Dutch Disease never amounted to much in the Netherlands, and Canada's petro-infused dollar has likewise had a transitory impact on factories here, says a new study by the Macdonald-Laurier Institute.

With few exceptions, Canadian manufacturers adjusted to the high dollar in the mid-2000s and are now poised to help lead the economy as the U.S. housing and auto sectors rebound, author Philip Cross concludes in Dutch Disease, Canadian cure.

"If manufacturers in Canada suffered from Dutch Disease after 2002, it was a very mild case affecting only a small number of industries," said Mr. Cross, former chief economic analyst at Statistics Canada and now research coordinator at Macdonald-Laurier in Ottawa.
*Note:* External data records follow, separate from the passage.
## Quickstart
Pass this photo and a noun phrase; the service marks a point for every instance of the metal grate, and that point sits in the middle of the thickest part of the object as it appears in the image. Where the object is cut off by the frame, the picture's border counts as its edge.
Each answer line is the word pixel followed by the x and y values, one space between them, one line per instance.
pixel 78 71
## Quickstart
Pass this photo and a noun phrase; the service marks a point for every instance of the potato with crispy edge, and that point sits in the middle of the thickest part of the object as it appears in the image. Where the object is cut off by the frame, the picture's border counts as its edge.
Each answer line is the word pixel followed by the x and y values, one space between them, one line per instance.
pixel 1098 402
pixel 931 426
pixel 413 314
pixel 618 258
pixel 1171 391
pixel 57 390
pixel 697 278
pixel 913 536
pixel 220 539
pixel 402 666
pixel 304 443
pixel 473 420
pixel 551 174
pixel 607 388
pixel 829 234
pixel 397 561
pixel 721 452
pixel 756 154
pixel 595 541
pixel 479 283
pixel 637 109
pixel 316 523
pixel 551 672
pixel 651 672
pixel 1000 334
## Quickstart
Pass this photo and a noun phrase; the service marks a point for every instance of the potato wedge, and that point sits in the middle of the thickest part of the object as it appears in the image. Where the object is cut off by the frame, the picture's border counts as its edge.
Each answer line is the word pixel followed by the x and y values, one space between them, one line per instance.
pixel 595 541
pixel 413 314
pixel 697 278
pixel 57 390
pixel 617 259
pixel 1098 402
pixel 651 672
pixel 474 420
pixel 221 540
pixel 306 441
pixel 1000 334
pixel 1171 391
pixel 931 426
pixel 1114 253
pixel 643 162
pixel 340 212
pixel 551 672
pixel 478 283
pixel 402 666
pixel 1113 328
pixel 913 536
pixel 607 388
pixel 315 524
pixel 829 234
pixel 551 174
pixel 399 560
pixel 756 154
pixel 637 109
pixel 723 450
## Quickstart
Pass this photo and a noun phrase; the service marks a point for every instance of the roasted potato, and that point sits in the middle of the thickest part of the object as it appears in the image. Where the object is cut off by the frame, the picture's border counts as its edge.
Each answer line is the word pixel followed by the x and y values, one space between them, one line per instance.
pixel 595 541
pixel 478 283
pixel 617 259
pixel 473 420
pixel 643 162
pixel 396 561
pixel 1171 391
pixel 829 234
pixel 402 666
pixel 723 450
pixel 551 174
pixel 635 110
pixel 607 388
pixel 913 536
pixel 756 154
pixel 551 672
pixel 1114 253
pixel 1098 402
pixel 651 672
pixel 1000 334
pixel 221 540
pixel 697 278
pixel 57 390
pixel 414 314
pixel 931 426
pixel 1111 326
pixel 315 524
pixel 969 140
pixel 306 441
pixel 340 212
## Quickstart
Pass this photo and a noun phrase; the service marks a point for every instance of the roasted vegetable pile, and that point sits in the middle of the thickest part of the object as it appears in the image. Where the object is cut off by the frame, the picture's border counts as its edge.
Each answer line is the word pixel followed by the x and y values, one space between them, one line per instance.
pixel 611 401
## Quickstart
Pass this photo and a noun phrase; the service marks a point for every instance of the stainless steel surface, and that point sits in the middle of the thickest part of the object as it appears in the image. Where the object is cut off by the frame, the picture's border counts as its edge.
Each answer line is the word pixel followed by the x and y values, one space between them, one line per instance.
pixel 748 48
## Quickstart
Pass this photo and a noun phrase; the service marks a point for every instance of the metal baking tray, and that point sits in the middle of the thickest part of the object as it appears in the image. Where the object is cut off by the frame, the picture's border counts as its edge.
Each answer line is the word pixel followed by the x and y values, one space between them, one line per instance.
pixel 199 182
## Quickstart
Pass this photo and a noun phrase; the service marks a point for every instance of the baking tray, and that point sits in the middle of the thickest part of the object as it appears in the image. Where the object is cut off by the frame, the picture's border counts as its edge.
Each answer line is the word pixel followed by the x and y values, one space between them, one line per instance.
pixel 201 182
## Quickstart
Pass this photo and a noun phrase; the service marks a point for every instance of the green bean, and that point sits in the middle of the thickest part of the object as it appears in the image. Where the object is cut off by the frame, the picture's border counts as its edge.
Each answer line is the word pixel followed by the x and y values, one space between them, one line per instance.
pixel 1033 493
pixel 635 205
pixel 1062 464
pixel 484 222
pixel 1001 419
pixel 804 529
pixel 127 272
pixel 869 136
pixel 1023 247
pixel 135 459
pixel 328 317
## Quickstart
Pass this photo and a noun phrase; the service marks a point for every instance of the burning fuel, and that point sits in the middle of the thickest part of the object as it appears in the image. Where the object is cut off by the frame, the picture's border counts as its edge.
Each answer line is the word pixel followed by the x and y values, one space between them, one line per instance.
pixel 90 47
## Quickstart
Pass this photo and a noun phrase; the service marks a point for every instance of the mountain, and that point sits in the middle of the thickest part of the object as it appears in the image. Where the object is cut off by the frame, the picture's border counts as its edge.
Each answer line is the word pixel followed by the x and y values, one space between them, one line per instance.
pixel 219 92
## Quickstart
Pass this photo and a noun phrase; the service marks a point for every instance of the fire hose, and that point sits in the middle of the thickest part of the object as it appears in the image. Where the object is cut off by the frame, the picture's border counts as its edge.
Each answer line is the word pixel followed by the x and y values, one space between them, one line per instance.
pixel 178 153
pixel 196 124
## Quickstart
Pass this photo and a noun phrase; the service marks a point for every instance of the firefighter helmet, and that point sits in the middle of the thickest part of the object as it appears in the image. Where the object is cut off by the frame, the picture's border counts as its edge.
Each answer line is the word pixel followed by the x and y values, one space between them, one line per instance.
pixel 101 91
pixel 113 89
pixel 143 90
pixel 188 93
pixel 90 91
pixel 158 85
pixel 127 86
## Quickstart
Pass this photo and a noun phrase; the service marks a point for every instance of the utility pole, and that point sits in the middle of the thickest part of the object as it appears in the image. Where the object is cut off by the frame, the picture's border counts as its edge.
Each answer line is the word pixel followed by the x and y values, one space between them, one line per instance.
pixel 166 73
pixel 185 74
And factories adapted by reducing their dependence on exports and buying more foreign inputs, embracing a highly effective "natural hedge" against the high dollar, said the study, released Wednesday.

Those companies that didn't adjust "closed their doors a long time ago," he said.

Dutch Disease is a term coined by economists to explain the impact of a 1960s offshore natural gas boom on manufacturing activity.

Mr. Cross said Dutch Disease was largely a myth in the Netherlands, and so too in Canada.

He pointed out that manufacturers have led the recovery since 2008-09 recession. Manufacturing output is up 12.2 per cent since the second quarter of 2009, ranking it third among 18 major industry groups in Canada.

"The recovery of manufacturing has shown impressive depth," he said. Among manufacturers, only food and paper producers haven't contributed to output growth.

Mr. Cross does acknowledge there have been winners and losers within manufacturing. Machinery, and particularly construction machinery, makers and transportation equipment have done very well. Food, petroleum, metals and electrical products manufacturers also did well.

Several other industries saw sales fall between 2002 and 2011, including autos, beverages, textiles, wood, paper, computer products and furniture.

The untold story, according to Mr. Cross, is how well manufacturers have adjusted. The secret is that manufacturers, more so than other businesses, import roughly a quarter of their inputs.

The study found that the foreign input share rose to 28 per cent in 2008 from 24 per cent in 2003.

This effectively "cut in half" the exposure of manufacturers to the high dollar, Mr. Cross argues.